Around 1976 we decided to build a new corral. The old one had been built in a bad location for loading and unloading cattle, and it was too small. We bought one big manu negro tree from a man who had a property with old-growth forest about 10 kilometers from us. Including the posts we got from that tree, the rest of the posts from up on the mountain, and about half of the posts from the old corral, we had enough to build the new corral in an ideal location.

That all took place in the 1960s and 70s. In October of 2024, the foreman of Hacienda Barú National Wildlife Refuge said he had found two manu negro posts still upright in the ground, in a secondary forest on the south end of the hacienda. He asked if I knew how old the posts were. We talked for a while about exactly where he found them. It had been a long time, and things had changed. I finally figured out that they were from the old corral. I am holding those two posts in the photo.
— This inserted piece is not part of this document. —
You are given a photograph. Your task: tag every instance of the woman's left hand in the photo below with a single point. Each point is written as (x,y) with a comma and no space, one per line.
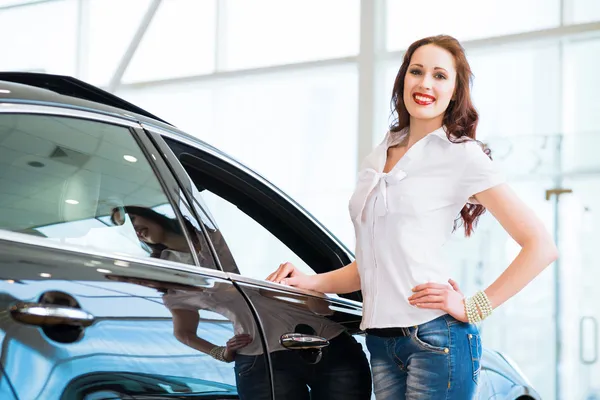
(440,297)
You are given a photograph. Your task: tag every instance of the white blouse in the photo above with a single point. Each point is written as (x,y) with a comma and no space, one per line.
(403,218)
They were obviously from the tree that Daniel and Arcele were splitting into posts the day Alvaro was bitten by the snake. That was between 50 and 60 years ago. No other wood will last that long in the soil. No wonder people coveted the manu negro and the trees became locally extinct.

Around 1980 we started rewilding Hacienda Barú. Mother Nature did most of the work. We just quit chopping the weeds and She brought back natural vegetation, including native trees. Also, we planted some trees of several species that had become locally extinct or nearly so. Manu negro was the most important. Today we have about 30 of them. They grow slowly and it could be another 50 to 100 years before any of them are as big as the tree the two old posts in the photo came from.

Jack Ewing was born and educated in Colorado. In 1970 he and his wife Diane moved to the jungles of Costa Rica where they raised two children, Natalie and Chris. A newfound fascination with the rainforest was responsible for his transformation from cattle rancher into environmentalist and naturalist. His many years of living in the rainforest have rendered a multitude of personal experiences, many of which are recounted in his published collections of essays, Monkeys are Made of Chocolate & Where Jaguars & Tapirs Once Roamed. His latest book is, Monkeys are Made of Mangos.